Institutionalisation of Women’s Studies (WS) in India although started in the 1970s, it took a decade further to cross the threshold of Northeastern States. The isolation which the Northeast of India has always faced in the social, economic and political spheres was also reflected in the case of establishment of the Women’s Studies Centres as the then Vice Chancellor Dr. Deba Prasad Barooah had to struggle against the University Grants Commission for establishing it in Gauhati University. Again, the narrative of WSRC, GU do not find mention in the book Narratives from Women's Studies Family: Recreating Knowledge where experiences of 17 centres from across the country are illustrated. This paper investigates all such structural difficulties, negligence and struggle faced by one of the first Women’s Studies Centre of Northeast India, established in Gauhati University (GU), since its conceptualisation to inception in 1989 till the present. It attempts in revealing the experiences of the Directors, yielding the efforts behind the setting up of the centre, the role played by different individuals both internal and external of the University towards the establishment of the Centre, the catalysts that prevented the premature decay of the Centre and most importantly the struggle for space, identity and recognition the constraints faced to obtain them. To achieve these goals oral history method was applied to explore the experiences of the previous directors and the author (2nd author) herself.
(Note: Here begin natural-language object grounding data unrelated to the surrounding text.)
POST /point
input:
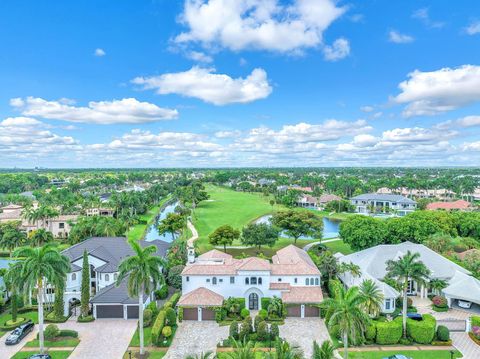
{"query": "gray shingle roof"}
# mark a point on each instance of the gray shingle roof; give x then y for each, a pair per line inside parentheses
(383, 197)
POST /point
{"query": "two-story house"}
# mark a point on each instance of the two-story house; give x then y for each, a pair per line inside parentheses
(104, 256)
(214, 276)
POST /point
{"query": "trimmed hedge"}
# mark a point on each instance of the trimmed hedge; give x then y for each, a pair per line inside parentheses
(389, 332)
(158, 327)
(422, 331)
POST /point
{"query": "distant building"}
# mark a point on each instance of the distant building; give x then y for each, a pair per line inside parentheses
(460, 205)
(375, 202)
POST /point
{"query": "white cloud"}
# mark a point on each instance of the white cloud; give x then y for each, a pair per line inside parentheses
(473, 28)
(199, 56)
(423, 14)
(339, 50)
(208, 86)
(399, 38)
(99, 52)
(127, 110)
(431, 93)
(258, 24)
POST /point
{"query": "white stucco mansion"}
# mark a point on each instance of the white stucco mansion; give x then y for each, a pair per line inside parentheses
(214, 276)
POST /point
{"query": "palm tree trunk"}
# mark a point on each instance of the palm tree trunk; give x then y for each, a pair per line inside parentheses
(405, 310)
(140, 319)
(40, 316)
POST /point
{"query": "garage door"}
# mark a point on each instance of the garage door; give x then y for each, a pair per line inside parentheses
(132, 311)
(208, 314)
(190, 314)
(109, 311)
(294, 311)
(312, 311)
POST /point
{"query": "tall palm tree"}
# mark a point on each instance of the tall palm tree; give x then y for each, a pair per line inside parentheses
(348, 314)
(144, 273)
(284, 350)
(408, 267)
(372, 296)
(324, 351)
(41, 266)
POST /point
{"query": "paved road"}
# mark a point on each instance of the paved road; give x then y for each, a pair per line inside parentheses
(7, 351)
(195, 337)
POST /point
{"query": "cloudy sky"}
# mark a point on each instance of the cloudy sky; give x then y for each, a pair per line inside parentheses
(224, 83)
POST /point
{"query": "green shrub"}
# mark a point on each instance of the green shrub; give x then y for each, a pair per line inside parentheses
(371, 332)
(171, 316)
(51, 332)
(233, 330)
(422, 331)
(389, 332)
(147, 318)
(274, 331)
(443, 333)
(262, 331)
(157, 327)
(244, 313)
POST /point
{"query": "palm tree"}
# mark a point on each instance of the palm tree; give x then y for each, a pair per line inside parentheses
(283, 350)
(372, 296)
(325, 351)
(40, 266)
(348, 314)
(407, 268)
(241, 350)
(437, 285)
(144, 273)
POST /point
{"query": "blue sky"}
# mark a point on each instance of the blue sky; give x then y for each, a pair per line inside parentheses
(239, 83)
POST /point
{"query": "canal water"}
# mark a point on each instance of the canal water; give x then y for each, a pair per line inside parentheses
(152, 232)
(331, 227)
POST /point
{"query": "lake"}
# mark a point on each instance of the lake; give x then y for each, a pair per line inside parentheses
(331, 226)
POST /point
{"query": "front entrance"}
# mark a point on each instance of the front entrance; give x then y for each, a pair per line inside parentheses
(253, 301)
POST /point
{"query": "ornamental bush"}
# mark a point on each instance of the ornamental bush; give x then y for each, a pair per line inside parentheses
(233, 331)
(262, 331)
(422, 331)
(439, 301)
(389, 332)
(443, 334)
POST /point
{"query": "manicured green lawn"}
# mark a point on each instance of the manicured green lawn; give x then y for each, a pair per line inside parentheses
(147, 337)
(137, 231)
(414, 354)
(66, 342)
(339, 246)
(53, 354)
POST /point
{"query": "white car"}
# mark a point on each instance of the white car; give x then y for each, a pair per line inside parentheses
(464, 304)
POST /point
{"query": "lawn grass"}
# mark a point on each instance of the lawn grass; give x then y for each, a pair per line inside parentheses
(53, 354)
(138, 231)
(147, 337)
(414, 354)
(61, 342)
(339, 246)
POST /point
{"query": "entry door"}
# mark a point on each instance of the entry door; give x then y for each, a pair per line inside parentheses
(253, 301)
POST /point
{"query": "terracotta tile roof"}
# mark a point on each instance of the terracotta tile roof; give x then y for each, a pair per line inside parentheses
(460, 204)
(200, 297)
(303, 295)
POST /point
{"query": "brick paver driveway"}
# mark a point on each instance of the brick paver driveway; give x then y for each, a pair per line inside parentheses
(103, 338)
(196, 337)
(7, 351)
(303, 331)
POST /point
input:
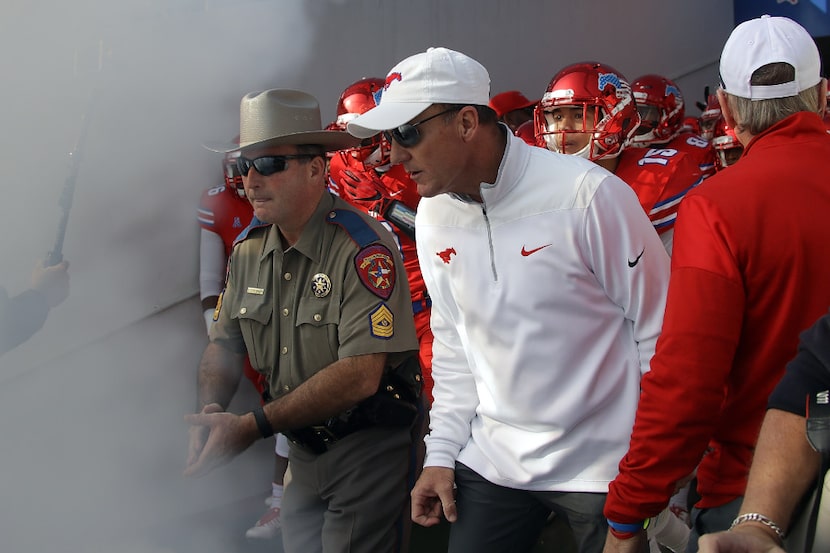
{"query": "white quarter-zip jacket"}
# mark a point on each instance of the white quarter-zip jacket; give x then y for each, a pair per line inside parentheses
(548, 299)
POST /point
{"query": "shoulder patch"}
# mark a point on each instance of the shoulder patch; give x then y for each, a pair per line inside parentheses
(355, 226)
(382, 322)
(376, 269)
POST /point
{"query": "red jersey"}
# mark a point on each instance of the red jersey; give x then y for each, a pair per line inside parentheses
(223, 212)
(661, 177)
(373, 195)
(748, 274)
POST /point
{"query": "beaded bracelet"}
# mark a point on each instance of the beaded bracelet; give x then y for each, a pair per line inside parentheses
(758, 517)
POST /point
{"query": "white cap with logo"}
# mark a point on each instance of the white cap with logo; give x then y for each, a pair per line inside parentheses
(437, 76)
(766, 40)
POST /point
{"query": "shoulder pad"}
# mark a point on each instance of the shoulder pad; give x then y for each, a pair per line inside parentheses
(255, 223)
(354, 225)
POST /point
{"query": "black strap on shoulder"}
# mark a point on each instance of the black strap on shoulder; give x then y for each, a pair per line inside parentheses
(354, 225)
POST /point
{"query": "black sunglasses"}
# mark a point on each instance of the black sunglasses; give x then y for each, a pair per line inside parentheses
(267, 165)
(408, 135)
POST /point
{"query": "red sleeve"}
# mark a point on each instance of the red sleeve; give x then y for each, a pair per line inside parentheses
(682, 394)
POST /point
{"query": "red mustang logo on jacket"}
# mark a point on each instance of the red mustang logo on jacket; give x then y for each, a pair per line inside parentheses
(445, 255)
(392, 77)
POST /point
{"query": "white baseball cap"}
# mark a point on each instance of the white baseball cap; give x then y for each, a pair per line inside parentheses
(765, 40)
(437, 76)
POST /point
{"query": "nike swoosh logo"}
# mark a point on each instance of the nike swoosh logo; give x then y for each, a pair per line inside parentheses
(637, 259)
(526, 252)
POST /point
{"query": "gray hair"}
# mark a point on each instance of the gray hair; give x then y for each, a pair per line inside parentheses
(758, 115)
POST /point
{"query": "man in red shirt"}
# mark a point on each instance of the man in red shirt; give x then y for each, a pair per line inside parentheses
(749, 272)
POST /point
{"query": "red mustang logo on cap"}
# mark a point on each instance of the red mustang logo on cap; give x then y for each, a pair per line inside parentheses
(446, 254)
(392, 77)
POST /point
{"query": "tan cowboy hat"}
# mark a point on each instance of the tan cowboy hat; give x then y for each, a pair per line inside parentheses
(283, 116)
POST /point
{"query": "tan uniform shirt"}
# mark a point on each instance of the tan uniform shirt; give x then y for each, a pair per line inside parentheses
(297, 311)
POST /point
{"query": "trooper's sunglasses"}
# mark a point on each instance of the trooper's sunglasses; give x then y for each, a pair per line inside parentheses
(267, 165)
(408, 135)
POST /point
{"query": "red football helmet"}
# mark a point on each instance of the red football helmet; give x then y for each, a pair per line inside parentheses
(608, 113)
(661, 108)
(527, 132)
(233, 178)
(709, 118)
(357, 99)
(726, 145)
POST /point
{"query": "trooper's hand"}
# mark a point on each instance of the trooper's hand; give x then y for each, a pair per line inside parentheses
(199, 435)
(434, 495)
(228, 436)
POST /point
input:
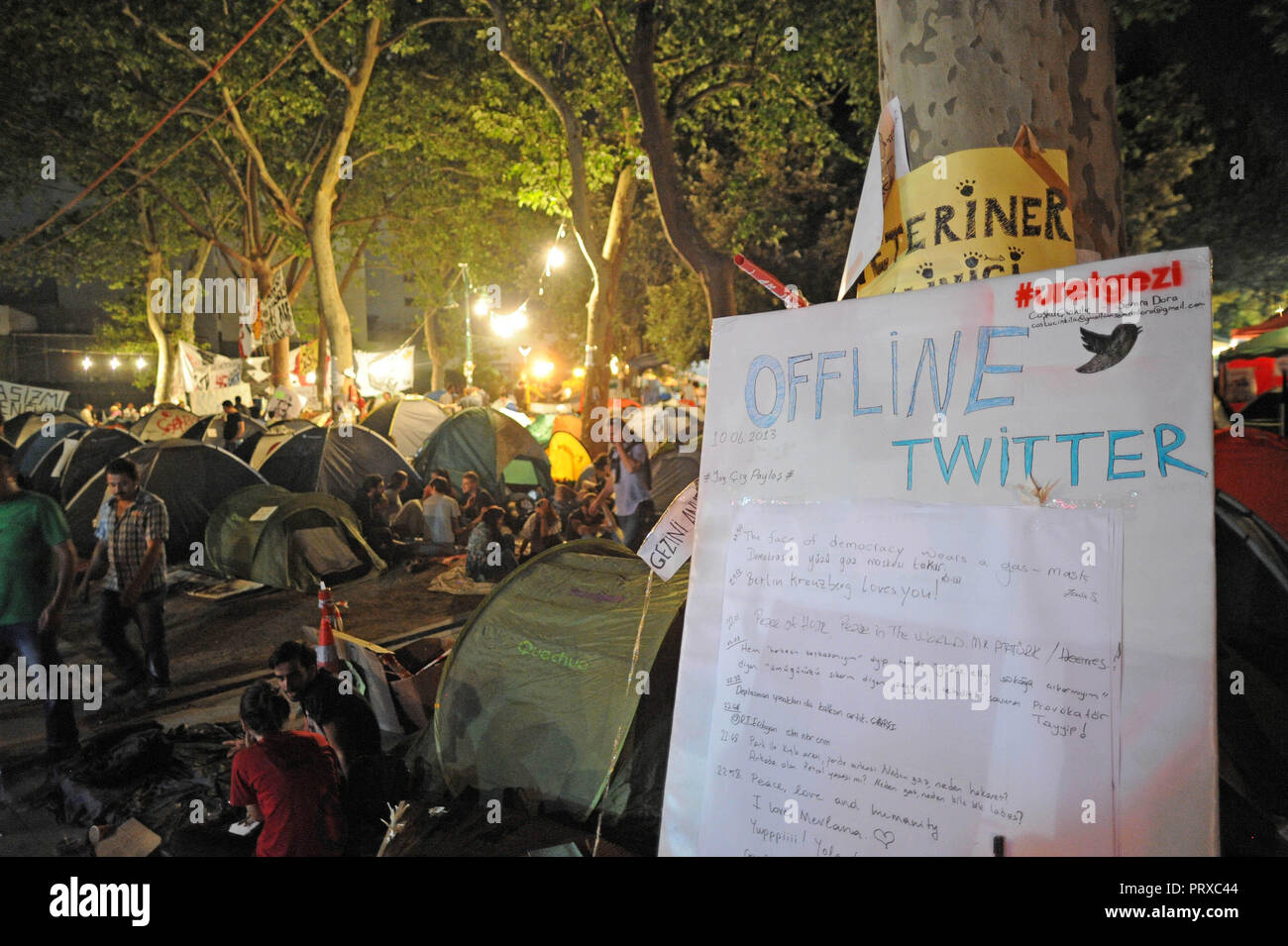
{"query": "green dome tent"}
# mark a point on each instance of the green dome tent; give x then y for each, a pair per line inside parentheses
(192, 477)
(540, 691)
(210, 429)
(162, 422)
(284, 540)
(496, 447)
(334, 460)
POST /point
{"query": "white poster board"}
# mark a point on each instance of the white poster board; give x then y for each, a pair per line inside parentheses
(965, 396)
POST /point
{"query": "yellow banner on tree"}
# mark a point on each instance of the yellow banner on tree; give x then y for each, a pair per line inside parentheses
(971, 215)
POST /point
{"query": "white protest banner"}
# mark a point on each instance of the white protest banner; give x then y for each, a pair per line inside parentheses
(211, 402)
(16, 399)
(870, 663)
(1037, 394)
(384, 370)
(670, 543)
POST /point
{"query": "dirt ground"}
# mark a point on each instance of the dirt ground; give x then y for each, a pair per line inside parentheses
(215, 649)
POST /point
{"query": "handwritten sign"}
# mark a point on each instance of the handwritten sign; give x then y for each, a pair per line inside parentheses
(1043, 395)
(16, 399)
(868, 650)
(670, 543)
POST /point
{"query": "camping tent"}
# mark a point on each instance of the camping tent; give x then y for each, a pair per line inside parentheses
(29, 424)
(674, 469)
(493, 446)
(210, 429)
(567, 456)
(406, 422)
(191, 477)
(33, 450)
(162, 424)
(284, 540)
(535, 696)
(261, 446)
(63, 470)
(334, 460)
(544, 426)
(662, 424)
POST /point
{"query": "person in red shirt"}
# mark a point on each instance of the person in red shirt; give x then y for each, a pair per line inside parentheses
(287, 781)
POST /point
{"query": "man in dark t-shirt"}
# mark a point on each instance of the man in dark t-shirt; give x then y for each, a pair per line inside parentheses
(344, 718)
(233, 426)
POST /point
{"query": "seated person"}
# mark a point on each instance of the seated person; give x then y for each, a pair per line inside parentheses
(588, 523)
(441, 515)
(473, 501)
(566, 502)
(542, 530)
(489, 555)
(370, 504)
(393, 495)
(287, 781)
(439, 472)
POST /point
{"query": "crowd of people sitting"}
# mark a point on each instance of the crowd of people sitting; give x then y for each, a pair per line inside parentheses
(613, 503)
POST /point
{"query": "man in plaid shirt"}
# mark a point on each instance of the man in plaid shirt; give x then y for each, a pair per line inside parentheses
(133, 527)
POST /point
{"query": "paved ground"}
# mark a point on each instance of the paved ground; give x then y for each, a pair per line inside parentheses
(215, 650)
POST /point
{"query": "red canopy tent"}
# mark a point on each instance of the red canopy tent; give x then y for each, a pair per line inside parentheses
(1243, 378)
(1253, 469)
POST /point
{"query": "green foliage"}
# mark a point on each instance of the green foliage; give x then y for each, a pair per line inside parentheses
(1163, 138)
(678, 327)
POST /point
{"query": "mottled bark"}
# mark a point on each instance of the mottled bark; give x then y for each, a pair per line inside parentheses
(969, 72)
(434, 349)
(601, 306)
(331, 308)
(712, 266)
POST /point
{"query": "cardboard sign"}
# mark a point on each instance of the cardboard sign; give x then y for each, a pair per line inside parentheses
(16, 399)
(974, 215)
(670, 543)
(939, 405)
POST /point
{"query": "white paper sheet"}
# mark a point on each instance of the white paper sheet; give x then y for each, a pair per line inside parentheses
(870, 652)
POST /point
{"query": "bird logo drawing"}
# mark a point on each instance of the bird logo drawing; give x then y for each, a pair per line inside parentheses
(1107, 351)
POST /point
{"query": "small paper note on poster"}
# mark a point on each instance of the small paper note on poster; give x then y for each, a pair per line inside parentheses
(915, 679)
(670, 543)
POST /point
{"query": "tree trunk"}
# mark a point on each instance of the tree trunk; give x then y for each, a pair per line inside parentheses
(331, 309)
(601, 305)
(712, 266)
(434, 348)
(156, 321)
(967, 80)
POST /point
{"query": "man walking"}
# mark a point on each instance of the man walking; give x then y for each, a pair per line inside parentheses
(33, 538)
(133, 527)
(632, 486)
(233, 426)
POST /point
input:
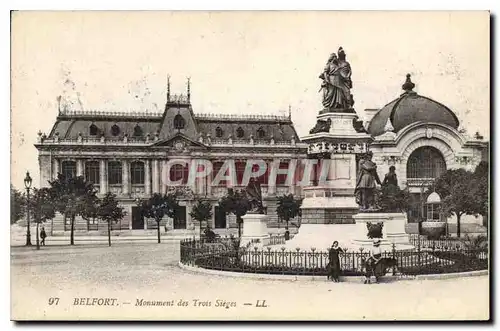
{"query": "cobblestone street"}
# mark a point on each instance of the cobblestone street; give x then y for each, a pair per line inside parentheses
(130, 272)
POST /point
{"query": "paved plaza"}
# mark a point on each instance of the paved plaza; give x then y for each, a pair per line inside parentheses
(131, 272)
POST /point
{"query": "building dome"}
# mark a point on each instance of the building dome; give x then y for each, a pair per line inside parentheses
(410, 108)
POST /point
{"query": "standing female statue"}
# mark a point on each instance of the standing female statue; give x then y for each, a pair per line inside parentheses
(365, 187)
(337, 82)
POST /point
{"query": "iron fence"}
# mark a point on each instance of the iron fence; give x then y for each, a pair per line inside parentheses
(226, 255)
(438, 244)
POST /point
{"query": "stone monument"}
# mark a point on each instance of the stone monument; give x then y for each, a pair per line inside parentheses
(339, 204)
(336, 144)
(255, 231)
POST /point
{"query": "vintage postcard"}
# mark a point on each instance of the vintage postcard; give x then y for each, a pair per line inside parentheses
(250, 165)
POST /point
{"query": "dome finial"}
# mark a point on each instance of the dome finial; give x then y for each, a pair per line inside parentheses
(408, 85)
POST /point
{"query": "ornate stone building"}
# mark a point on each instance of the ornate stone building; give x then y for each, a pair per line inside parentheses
(127, 154)
(422, 138)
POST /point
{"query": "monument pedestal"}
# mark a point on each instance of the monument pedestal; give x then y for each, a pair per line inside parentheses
(393, 231)
(255, 230)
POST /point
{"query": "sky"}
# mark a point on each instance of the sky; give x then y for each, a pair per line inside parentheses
(239, 63)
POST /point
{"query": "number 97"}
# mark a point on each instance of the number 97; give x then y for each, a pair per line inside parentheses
(53, 301)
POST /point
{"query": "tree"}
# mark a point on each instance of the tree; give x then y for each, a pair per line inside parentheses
(158, 206)
(458, 194)
(17, 205)
(236, 203)
(481, 179)
(201, 211)
(73, 196)
(287, 209)
(109, 211)
(41, 208)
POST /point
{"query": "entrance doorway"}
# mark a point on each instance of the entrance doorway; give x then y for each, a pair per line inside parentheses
(137, 219)
(180, 218)
(220, 218)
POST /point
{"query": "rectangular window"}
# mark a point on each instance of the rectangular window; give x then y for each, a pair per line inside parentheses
(137, 173)
(281, 178)
(114, 173)
(92, 172)
(240, 170)
(179, 172)
(216, 168)
(68, 169)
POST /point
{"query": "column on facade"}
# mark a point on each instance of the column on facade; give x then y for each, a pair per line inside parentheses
(125, 177)
(311, 170)
(79, 167)
(271, 189)
(155, 176)
(293, 165)
(56, 168)
(103, 183)
(209, 181)
(163, 178)
(147, 177)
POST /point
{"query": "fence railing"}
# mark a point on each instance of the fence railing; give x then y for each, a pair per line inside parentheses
(436, 244)
(227, 256)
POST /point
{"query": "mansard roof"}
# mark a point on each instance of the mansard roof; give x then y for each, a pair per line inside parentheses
(69, 125)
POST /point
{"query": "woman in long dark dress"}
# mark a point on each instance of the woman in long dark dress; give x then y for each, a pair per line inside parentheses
(334, 261)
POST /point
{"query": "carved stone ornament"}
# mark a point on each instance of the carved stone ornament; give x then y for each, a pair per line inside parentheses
(179, 146)
(428, 133)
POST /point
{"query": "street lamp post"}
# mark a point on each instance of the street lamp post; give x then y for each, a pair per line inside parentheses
(27, 185)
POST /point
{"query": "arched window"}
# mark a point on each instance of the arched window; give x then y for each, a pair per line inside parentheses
(92, 172)
(179, 172)
(93, 130)
(137, 131)
(115, 130)
(179, 122)
(137, 173)
(68, 169)
(114, 173)
(239, 132)
(425, 162)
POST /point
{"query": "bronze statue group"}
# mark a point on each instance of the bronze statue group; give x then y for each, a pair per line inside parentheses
(375, 265)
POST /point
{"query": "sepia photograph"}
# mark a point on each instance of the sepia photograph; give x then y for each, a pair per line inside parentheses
(250, 166)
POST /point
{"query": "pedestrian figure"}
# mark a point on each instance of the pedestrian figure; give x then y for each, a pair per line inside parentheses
(373, 260)
(43, 235)
(334, 262)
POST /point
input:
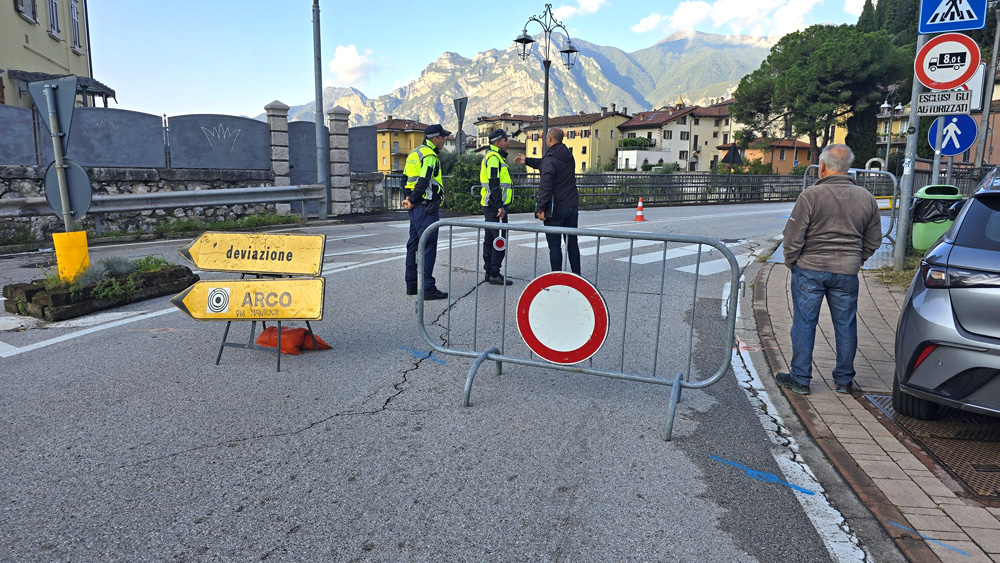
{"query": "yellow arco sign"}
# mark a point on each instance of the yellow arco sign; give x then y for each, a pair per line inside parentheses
(257, 253)
(250, 300)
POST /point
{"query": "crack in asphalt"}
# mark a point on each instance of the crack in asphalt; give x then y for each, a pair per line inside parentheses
(786, 442)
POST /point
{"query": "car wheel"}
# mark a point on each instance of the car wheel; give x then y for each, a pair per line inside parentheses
(911, 406)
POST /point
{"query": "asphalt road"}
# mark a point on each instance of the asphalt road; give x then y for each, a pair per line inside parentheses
(123, 441)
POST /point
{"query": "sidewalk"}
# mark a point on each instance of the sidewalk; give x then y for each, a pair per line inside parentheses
(900, 484)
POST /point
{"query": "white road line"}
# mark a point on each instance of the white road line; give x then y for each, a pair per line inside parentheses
(651, 257)
(715, 266)
(842, 544)
(6, 350)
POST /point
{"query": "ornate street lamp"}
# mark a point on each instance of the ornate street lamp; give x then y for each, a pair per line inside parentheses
(570, 54)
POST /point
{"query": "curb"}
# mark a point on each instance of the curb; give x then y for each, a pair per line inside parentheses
(914, 549)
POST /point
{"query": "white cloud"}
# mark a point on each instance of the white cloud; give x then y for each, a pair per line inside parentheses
(757, 18)
(689, 14)
(649, 23)
(582, 7)
(854, 7)
(351, 68)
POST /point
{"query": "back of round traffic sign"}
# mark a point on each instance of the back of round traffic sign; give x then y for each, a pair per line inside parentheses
(562, 318)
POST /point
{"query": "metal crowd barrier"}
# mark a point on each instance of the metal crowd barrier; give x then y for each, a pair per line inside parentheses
(878, 182)
(465, 339)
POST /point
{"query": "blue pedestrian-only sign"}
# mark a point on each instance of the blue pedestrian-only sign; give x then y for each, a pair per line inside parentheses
(958, 135)
(942, 16)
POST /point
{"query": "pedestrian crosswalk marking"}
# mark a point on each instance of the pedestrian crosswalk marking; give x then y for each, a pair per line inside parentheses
(715, 266)
(952, 10)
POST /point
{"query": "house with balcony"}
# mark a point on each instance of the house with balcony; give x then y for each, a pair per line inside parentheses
(891, 127)
(394, 140)
(591, 137)
(711, 128)
(656, 137)
(41, 39)
(513, 124)
(781, 154)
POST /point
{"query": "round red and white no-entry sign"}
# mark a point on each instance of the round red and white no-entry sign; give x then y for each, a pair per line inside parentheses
(947, 61)
(562, 318)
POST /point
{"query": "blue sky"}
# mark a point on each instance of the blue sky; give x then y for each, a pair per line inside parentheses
(236, 56)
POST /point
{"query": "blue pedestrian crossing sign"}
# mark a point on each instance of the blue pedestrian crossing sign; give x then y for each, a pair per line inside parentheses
(958, 135)
(941, 16)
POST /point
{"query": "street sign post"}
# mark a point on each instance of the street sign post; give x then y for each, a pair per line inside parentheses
(941, 16)
(947, 61)
(951, 102)
(257, 253)
(957, 136)
(562, 318)
(77, 185)
(460, 104)
(249, 300)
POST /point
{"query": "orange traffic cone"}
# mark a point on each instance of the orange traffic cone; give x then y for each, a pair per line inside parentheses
(638, 212)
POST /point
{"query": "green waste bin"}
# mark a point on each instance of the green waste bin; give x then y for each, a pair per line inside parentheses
(929, 214)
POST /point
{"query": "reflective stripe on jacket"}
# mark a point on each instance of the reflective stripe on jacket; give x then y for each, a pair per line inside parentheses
(493, 175)
(418, 163)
The narratives illustrate the history of struggles, challenges and the subsequent development over a span of more than twenty five years. The paper documents the support the University provided despite being a patriarchal institution for fostering of the WSRC, which in gradual years took steps to produce the Department of Women’s Studies. It will also look into the progressive role Women’s Studies played not only in the varsity internally but also at the external front through research and advocacy by inducing new panoramic view towards and discussion of women’s issues in a multidimensional framework.